Sécurité, logement, patrimoine : les dossiers qui coincent

C’est sur la sécurité que le fossé est le plus visible. Le maire en a fait une priorité politique, tout en défendant une doctrine de “discernement” pour la police municipale. Il refuse l’idée d’un désarmement intégral, mais ses adversaires lui reprochent une ligne trop floue, voire trop prudente. Le départ déjà demandé par une partie des policiers municipaux traduit ce malaise, dans un contexte de fusillades, de rixes et de nuisances signalées par des habitants.

La préfecture, de son côté, a déjà saisi le tribunal administratif contre l’arrêté anti-expulsions pris le 1er avril 2026, jugé non conforme au droit par les services de l’État. C’est un rappel brutal : une mairie peut afficher une intention politique, mais elle reste soumise au cadre légal national. Là encore, le combat peut être utile à ceux qui espèrent un rapport de force plus dur avec l’État. Il peut aussi fragiliser la municipalité si les textes s’accumulent et finissent censurés.

Le dossier de l’îlot 8 illustre une autre limite. L’ancienne équipe avait engagé une “résidentialisation” qui inquiétait des défenseurs du patrimoine, attachés à l’architecture de Renée Gailhoustet. La nouvelle municipalité a promis de revoir le projet, tout en préservant le financement de l’Anru, nécessaire pour réhabiliter les logements. Ici, personne n’a une solution simple. Les habitants veulent des appartements rénovés. Les associations veulent éviter une privatisation de l’espace. La mairie doit, elle, composer avec les délais, les finances et les exigences de plusieurs acteurs.

Les critiques montent, mais le maire garde l’initiative

Dans l’opposition, le reproche est constant : Bally Bagayoko concentrerait trop de pouvoir autour de lui, déléguerait trop peu et passerait trop de temps sur la scène politique nationale. Ses détracteurs pointent aussi une équipe encore fragile, une gouvernance jugée verticale et des promesses déjà mises à l’épreuve. Leur intérêt est clair : démontrer qu’un mandat insoumis n’apporte pas automatiquement une meilleure administration locale.
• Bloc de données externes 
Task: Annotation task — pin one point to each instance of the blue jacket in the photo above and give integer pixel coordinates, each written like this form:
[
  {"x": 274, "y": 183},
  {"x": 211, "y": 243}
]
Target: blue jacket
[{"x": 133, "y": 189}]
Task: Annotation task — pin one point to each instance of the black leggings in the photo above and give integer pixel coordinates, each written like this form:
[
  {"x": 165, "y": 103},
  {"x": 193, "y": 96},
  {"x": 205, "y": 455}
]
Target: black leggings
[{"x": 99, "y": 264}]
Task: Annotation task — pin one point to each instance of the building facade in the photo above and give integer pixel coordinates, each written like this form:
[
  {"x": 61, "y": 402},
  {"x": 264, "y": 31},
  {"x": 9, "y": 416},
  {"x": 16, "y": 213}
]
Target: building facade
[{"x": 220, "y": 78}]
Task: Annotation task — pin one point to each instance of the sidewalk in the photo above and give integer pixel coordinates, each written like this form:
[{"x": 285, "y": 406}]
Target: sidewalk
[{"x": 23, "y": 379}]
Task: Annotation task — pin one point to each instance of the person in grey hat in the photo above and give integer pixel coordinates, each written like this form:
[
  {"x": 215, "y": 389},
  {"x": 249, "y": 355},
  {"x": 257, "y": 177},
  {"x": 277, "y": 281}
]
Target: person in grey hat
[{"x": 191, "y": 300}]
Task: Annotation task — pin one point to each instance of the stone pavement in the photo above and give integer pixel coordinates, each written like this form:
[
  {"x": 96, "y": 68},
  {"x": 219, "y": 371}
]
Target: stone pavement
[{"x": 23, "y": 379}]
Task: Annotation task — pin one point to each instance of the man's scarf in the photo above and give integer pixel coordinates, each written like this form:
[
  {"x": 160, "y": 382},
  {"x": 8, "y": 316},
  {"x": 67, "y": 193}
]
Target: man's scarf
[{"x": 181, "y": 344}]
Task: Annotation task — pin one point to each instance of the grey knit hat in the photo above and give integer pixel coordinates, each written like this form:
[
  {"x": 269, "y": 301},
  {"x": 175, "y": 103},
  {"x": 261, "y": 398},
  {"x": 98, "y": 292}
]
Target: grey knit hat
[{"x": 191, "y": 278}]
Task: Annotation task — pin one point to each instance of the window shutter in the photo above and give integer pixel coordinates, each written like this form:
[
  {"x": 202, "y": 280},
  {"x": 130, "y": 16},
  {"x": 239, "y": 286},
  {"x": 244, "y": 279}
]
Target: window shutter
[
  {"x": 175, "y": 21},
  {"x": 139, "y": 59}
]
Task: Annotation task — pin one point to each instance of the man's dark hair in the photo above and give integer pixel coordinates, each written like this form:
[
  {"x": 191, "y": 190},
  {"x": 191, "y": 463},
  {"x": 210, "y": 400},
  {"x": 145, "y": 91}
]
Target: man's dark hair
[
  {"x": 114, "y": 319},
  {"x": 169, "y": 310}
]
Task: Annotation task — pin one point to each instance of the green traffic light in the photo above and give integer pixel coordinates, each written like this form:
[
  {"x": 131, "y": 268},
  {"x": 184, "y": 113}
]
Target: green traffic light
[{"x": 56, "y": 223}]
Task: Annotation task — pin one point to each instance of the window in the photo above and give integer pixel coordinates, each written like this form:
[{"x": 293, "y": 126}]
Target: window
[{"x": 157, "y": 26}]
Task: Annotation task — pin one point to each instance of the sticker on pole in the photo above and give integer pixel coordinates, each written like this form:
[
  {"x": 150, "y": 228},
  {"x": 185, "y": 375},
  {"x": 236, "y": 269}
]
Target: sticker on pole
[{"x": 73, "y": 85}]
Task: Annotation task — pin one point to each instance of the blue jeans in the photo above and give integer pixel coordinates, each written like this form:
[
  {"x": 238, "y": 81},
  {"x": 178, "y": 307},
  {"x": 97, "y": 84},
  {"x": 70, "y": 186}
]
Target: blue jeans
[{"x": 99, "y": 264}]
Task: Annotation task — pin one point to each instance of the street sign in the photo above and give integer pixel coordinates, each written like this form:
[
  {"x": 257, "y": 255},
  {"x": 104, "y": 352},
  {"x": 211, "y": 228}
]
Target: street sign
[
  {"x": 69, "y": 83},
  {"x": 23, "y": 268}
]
Le maire, lui, assume une méthode très politique. Il parle de proximité, de tranquillité publique et de respect des habitants. Il affirme être disponible en permanence et avoir demandé à ses policiers d’agir avec “discernement, professionnalisme et proportionnalité”. Il demande aussi davantage de moyens à l’État, ce qui lui permet de renvoyer une partie de la responsabilité vers le niveau national. C’est une ligne classique dans les villes populaires : on promet localement, mais on réclame aussi des leviers budgétaires et humains que la commune ne contrôle pas seule.

Dans ce bras de fer, chaque camp a quelque chose à gagner. Le maire gagne en visibilité s’il apparaît comme celui qui ose. L’opposition gagne si elle montre que l’agitation masque des retards de gestion. Les habitants, eux, n’y gagnent vraiment que si les annonces se transforment en services, en médiation, en sécurité mesurable et en décisions lisibles.

Ce qu’il faudra surveiller dans les prochaines semaines

La suite se jouera sur des dossiers très concrets. Il faudra suivre la réponse de la justice sur les contentieux engagés par la préfecture, l’évolution de la sécurité dans les quartiers les plus tendus, l’avenir du projet de l’îlot 8 et la capacité de la nouvelle équipe à produire autre chose que des symboles. Il faudra aussi regarder si la mairie parvient à transformer sa forte présence politique en résultats visibles. À Saint-Denis, c’est désormais là que se joue la crédibilité du mandat.